The park and boulevard were previously approved for listing on the Washington Heritage Register last fall.
“It is quite prestigious to be on the national register,” said Lynn Mandyke, chair of the Spokane Historic Landmarks Commission.
Mandyke said the listing shows the park and boulevard are significant features of America’s cultural heritage.
The listing was made possible through a Multiple Property Documentation for Spokane that sets the stage for other city park properties to be nominated to historic registers.
Manito Park and Boulevard are the first park properties in the state to be listed through the multiple property method.

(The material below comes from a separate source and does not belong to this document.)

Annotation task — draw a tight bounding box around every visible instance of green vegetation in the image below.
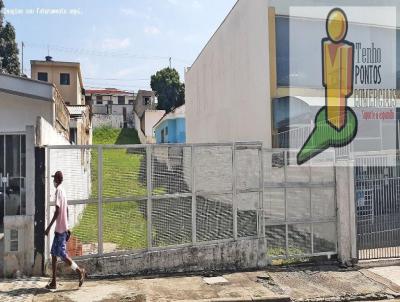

Mandyke is scheduled to appear before the Spokane Park Board on Thursday during its regular monthly meeting at 1:30 p.m. in Council Chambers at City Hall to give the board an update.
She said she wants the Park Board to appreciate the significance of the historic integrity of the Manito landscape and structures.
However, the listing does not place restrictions on future uses of the property, she said.
Mandyke said she hopes the Park Board will support additional park listings in coming years. Numerous parks and parkways within the city have strong historical ties that deserve consideration for listings, she said.
They include Coeur d’Alene Park, which is Spokane’s first city-owned park in 1891, and others.
Manito Park, which was previously owned by land developers and known as Montrose Park, was dedicated to the city in 1904.
At least 36 elements within the 90-acre park and boulevard were identified as contributing to the history.
They include basalt buildings, pond, trolley lines in the street, a watering trough, basalt rock walls, remnants of a zoo, gardens, monuments, the loop road and classic archway.
Mandyke said that the listing was a cooperative effort of the landmarks commission and city parks department with the landmarks commission leading the research work over more than two years. Mandyke said she personally spent hours researching archives.
A consultant, Historical Research Associates Inc., of Portland, was hired to complete the nomination form.
Funding for the effort came through the state’s Department of Archaeology and Historic Preservation, Spokane Preservation Advocates, the city’s Historic Preservation Office and city parks.